In this work we showed that convolutional neural networks can be trained to recognize very early features of cell death. We trained the NN with images taken just after one hour of starting cell death induction, at which point the human eye was unable to identify morphological changes to correctly classify a set of images. We conducted a standard “single-blind” test in which several trained investigators from our institution assessed a set of images and attempted to classify them into treated (CPT) or vehicle (DMSO). Although we allowed them to train after the initial trial, investigators were unable to properly identify the very early changes in cell death. In fact, their results were practically random. However, their low performance may be related to the fact that any regular cell culture exhibits some degree of cell death, and actually our experiments showed that a few cells in the control group displayed translocation of annexin V (Fig 1E and 1F). While this might constitute a potential confounding factor for the researcher, it does not apparently impact on CNN learning. In the last few years there have been significant advances in whole-image-recognition approaches, but still it is not always possible to clearly identify which image features shift the balance towards an accurate classification.

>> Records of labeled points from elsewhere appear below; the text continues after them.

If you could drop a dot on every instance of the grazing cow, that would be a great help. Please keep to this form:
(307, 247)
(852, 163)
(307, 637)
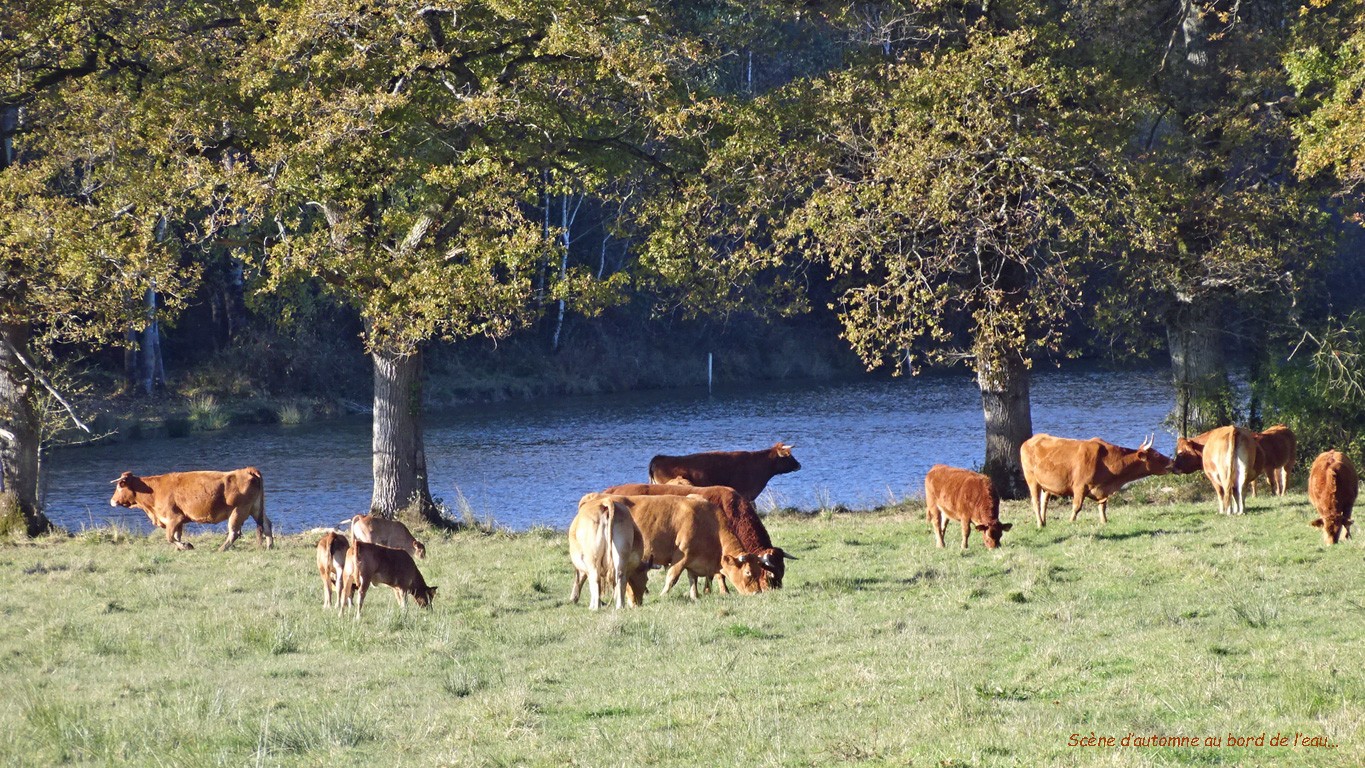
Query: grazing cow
(1091, 468)
(606, 547)
(332, 549)
(745, 471)
(176, 498)
(680, 534)
(1276, 446)
(1230, 461)
(371, 564)
(1332, 486)
(386, 534)
(743, 521)
(967, 497)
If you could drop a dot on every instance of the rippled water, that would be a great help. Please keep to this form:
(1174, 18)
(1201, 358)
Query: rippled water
(860, 444)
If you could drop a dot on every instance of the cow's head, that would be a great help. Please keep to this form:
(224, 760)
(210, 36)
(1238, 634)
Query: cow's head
(1334, 528)
(743, 572)
(781, 457)
(423, 596)
(991, 534)
(1151, 460)
(1189, 457)
(124, 490)
(774, 562)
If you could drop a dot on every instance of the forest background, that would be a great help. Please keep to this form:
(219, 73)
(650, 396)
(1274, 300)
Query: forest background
(317, 202)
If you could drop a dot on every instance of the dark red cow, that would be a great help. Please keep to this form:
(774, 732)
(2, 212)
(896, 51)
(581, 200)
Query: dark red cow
(745, 471)
(967, 497)
(176, 498)
(1332, 486)
(739, 512)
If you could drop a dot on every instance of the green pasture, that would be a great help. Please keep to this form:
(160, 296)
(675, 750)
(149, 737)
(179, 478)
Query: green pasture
(1170, 621)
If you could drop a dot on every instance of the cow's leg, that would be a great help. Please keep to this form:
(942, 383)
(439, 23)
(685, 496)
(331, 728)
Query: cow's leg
(174, 529)
(674, 572)
(578, 585)
(1077, 502)
(235, 521)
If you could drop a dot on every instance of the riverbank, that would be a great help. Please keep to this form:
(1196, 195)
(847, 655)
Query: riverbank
(1170, 621)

Although computer-vision (field of image recognition) scientists are developing new and more complex algorithms (e.g. class activation maps, occlusion, deconvolution) in an attempt to better interpret these features and correct for model biases, there is no rigorous consensus in the field on what the network might be considering relevant and how to expose it [33]. We believe that our model could be recognizing subtle alterations in cell membrane, cytoplasmic vesicles and/or changes in the nuclear morphology proper of the ongoing cell death process rather than cues from the background.
In our experiments we found that DL algorithms can reach high accuracy values for detection of morphological changes in TLM images. Particularly, PSC lines produced better test results than CC lines in all conditions, indicating that CPT-induced features are perhaps more easily recognizable in the former. Consistently, the effects of CPT treatment collected by flow cytometry and immunofluorescence were already visible by 1h in PSC lines, while it took no less than 3h and higher CPT concentrations to achieve similar results in CC lines. In line with our observations, previous results demonstrated that pluripotent cells were in fact more sensitive to CPT treatment compared to differentiated cells [34, 35] and it is also possible that the accumulation of mutations associated with cancer cell lines could have conferred some degree of tolerance against DNA damage.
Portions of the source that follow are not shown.